With summer here we are reminded that some victims of dog bites seem to have it much harder than others. Children below the age of five, and postal workers are at a much higher risk of dog bites, especially during summer days.
During summer, dogs are much more likely to be out with their owners, or may be left off their leash, and that places postal workers at a much higher risk of bites. National Dog Bite Prevention Week, which this year was marked in the third week of May, focused specifically on educating people about the risks of dog bites. The U.S. Postal Service estimates that more than 5,500 postal employees suffered bites in 2013.

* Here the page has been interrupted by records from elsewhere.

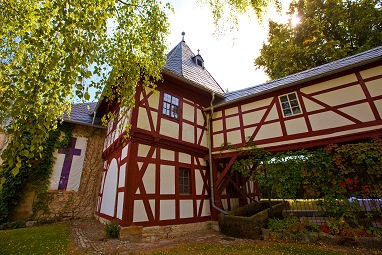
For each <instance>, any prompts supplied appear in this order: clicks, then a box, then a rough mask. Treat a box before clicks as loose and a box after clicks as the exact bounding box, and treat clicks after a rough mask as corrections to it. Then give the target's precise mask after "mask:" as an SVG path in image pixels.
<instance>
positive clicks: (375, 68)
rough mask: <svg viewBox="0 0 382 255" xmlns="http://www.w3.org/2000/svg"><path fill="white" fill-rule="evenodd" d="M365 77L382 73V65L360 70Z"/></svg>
mask: <svg viewBox="0 0 382 255" xmlns="http://www.w3.org/2000/svg"><path fill="white" fill-rule="evenodd" d="M360 74H361V76H362V78H363V79H367V78H370V77H374V76H377V75H380V74H382V66H376V67H373V68H370V69H367V70H364V71H361V72H360Z"/></svg>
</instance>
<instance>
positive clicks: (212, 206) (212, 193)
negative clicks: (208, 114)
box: [207, 92, 228, 215]
mask: <svg viewBox="0 0 382 255" xmlns="http://www.w3.org/2000/svg"><path fill="white" fill-rule="evenodd" d="M211 95H212V98H211V103H210V107H209V108H208V109H209V110H210V111H211V112H210V114H209V115H207V132H208V139H207V141H208V160H209V168H210V197H211V205H212V207H213V208H215V209H216V210H218V211H219V212H221V213H223V214H225V215H227V214H228V212H227V211H225V210H224V209H221V208H220V207H218V206H217V205H216V204H215V194H214V178H213V175H212V132H211V126H212V125H211V124H212V115H213V113H214V106H213V102H214V100H215V93H214V92H212V93H211Z"/></svg>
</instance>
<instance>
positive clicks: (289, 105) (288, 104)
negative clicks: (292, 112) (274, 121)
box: [282, 102, 290, 110]
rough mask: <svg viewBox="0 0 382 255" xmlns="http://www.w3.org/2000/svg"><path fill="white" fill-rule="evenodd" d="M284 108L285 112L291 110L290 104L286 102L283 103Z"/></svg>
mask: <svg viewBox="0 0 382 255" xmlns="http://www.w3.org/2000/svg"><path fill="white" fill-rule="evenodd" d="M282 107H283V109H284V110H285V109H289V108H290V105H289V103H288V102H285V103H282Z"/></svg>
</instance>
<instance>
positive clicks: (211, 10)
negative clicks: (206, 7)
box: [199, 0, 281, 30]
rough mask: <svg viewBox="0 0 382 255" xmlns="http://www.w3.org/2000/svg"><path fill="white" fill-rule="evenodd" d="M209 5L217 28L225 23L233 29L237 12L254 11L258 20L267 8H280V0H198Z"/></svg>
mask: <svg viewBox="0 0 382 255" xmlns="http://www.w3.org/2000/svg"><path fill="white" fill-rule="evenodd" d="M199 1H200V2H202V3H206V4H208V5H209V7H210V8H211V11H212V15H213V18H214V23H215V26H216V28H217V29H218V30H220V29H222V27H224V26H226V25H227V24H228V25H230V26H231V27H230V29H233V28H234V27H235V26H236V25H237V23H238V14H240V13H248V12H249V11H250V10H252V11H254V12H255V15H256V16H257V18H258V19H259V20H261V19H262V17H263V14H264V13H266V11H267V8H269V7H271V6H274V7H276V9H277V10H280V9H281V2H280V0H234V1H233V0H199Z"/></svg>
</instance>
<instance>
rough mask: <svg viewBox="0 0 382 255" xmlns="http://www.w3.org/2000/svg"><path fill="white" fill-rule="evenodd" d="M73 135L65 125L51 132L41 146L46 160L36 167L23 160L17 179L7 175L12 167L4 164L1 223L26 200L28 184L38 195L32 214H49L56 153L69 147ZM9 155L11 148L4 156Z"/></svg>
mask: <svg viewBox="0 0 382 255" xmlns="http://www.w3.org/2000/svg"><path fill="white" fill-rule="evenodd" d="M71 131H72V127H71V126H70V125H62V126H60V127H59V128H58V129H56V130H53V131H51V132H50V135H49V137H48V139H47V141H46V142H45V144H43V145H42V146H43V148H44V149H43V153H44V155H45V156H44V157H43V158H42V159H41V160H39V161H34V162H33V164H29V163H28V162H29V161H28V159H27V158H23V160H22V161H21V166H20V169H19V172H18V173H17V174H16V175H13V174H12V173H11V171H7V168H9V165H8V163H7V161H6V162H4V164H3V165H2V167H3V169H5V170H6V171H4V172H5V173H6V175H5V176H4V179H5V182H4V183H3V186H2V189H1V190H0V223H4V222H7V221H9V220H10V217H11V216H12V213H13V210H14V209H15V208H16V206H17V205H18V203H19V202H20V200H21V199H22V198H23V196H24V194H25V191H26V189H27V188H28V184H29V185H30V186H29V187H31V188H32V190H34V191H35V193H36V197H37V199H36V201H34V204H33V211H34V212H37V211H38V210H44V209H45V210H47V206H48V198H49V197H48V195H47V189H48V186H49V176H50V174H51V172H52V169H53V164H54V160H55V158H54V156H53V151H54V150H55V149H57V148H61V147H66V146H68V145H69V143H68V141H70V138H71V136H72V132H71ZM62 133H63V134H64V135H63V136H62ZM25 136H26V137H28V136H29V135H28V134H25ZM60 138H61V139H60ZM12 142H13V139H12V140H11V143H12ZM7 151H8V147H7V148H6V149H5V151H4V153H7Z"/></svg>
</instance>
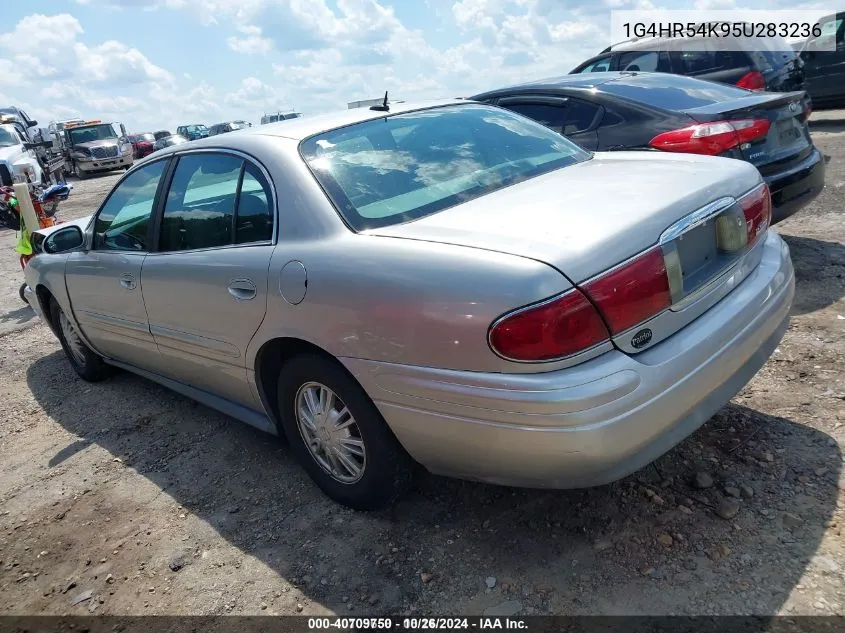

Children are also frequently injured during summer because they are out of school, and may be in playgrounds, parks or other places where dogs are being walked. Children are also much more likely to pet strange dogs, or to display other behavior that could be risky, and could lead to an attack.
Apart from children and postal workers, the elderly are also a very high risk group for dog bites.
Most dog bites result in minor injuries, but a significant number of them every year result in injuries that are serious enough to require hospitalization, extensive medical treatment and plastic surgery. According to the American Society of Plastic Surgeons, in 2013, doctors performed more than 26,000 reconstructive procedures to treat injuries that had been caused by dog bites.
If you have a dog, prevent an attack involving your animal this summer. Ensure that your animal is safely restrained, especially during those times of the day when mail workers visit your home to deliver mail. Post warning signs to postal workers about the presence of an animal on the property. If you’re out with your dog, always use a leash. If you have a child, educate him or her about the safe ways of interacting with animals. Children must never be allowed to pet or touch strange dogs.